Staff, recent graduates and current students from the Reid School of Music are this week returning to Deeper Life Primary School in The Gambia to work with 120 children and their teachers on a new performance project.
The project is based around a new score for Dee Isaac’s Musical Hats, which has previously toured Scotland with the Scottish Ensemble (the UK’s only professional string orchestra).
The revised Musical Hats combines traditional western classical instruments with African traditional instruments, such as the kora, balafon and djembe.

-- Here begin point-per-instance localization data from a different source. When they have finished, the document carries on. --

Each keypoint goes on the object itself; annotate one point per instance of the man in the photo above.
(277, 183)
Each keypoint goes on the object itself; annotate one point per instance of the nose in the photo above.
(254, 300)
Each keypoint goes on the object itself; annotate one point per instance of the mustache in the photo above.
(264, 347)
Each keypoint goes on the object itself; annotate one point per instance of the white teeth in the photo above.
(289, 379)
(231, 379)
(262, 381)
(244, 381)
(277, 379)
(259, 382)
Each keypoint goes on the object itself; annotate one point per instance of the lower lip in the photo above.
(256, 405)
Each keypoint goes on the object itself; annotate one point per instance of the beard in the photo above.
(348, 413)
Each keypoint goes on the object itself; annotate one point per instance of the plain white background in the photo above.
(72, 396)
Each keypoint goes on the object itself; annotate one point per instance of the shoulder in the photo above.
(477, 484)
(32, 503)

This is the third time Dee and the group have visited Serrekunda, a market town in The Gambia, to work with Deeper Life on projects aimed at improving children’s literacy through music.
Music in the Community
Dee Isaacs is Programme Director of the BMus (Hons) programme at Edinburgh College of Art (ECA) and leads our award-winning work on Music in the Community.

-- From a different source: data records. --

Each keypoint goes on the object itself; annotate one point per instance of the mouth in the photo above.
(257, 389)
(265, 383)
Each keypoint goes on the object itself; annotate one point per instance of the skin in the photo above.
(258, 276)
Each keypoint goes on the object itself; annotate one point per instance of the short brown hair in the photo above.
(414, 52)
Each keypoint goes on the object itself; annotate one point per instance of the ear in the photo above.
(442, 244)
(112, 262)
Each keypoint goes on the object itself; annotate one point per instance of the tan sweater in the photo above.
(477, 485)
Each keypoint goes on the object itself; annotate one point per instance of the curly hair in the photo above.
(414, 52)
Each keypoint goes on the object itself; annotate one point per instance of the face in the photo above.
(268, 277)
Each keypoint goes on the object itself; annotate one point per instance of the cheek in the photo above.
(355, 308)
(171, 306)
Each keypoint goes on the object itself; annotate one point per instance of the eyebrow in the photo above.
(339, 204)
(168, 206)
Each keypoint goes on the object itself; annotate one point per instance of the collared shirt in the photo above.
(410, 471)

She has studied African percussion and vocal styles in Mali, The Gambia, Uganda and Senegal, and first travelled to Serrekunda to work with Deeper Life in December 2013, supported by The Carnegie Trust.
The African collaborations take a similar format to the work the Music and Community team do in Scotland, often in partnership with Royal Botanic Gardens Edinburgh, wherein workshops in primary schools culminate in outdoor performances, such as Watching (2015) and Conference of the Birds (2013).
Forthcoming projects in Scotland include Postcards from Our World, a collaboration with Leith Walk Primary School, Edinburgh, due to be staged in 2016.
The student experience
One of the team returning to The Gambia is recent BMus (Hons) graduate, Amanda MacLeod.
Amanda, a mezzo soprano, is former President of Edinburgh University Music Society (EUMS).
Two months before graduating from ECA in June 2015, she visited Deeper Life to take part in workshops with around 150 of the children, leading to an outdoor performance of Dee's adaptation of Helen Ward’s book, The Tin Forest.
She said of the visit:
"The most treasured experience that I have taken from my trip to The Gambia has been the exchange of cultures, and the welcoming attitude that we experienced from the very first steps we took in the country. It was an incredible way to end my four years as a student at Edinburgh”.
Other students and alumni involved in the project are Tim Matson (2015 BMus graduate) and Kirsty Renton (current PhD candidate).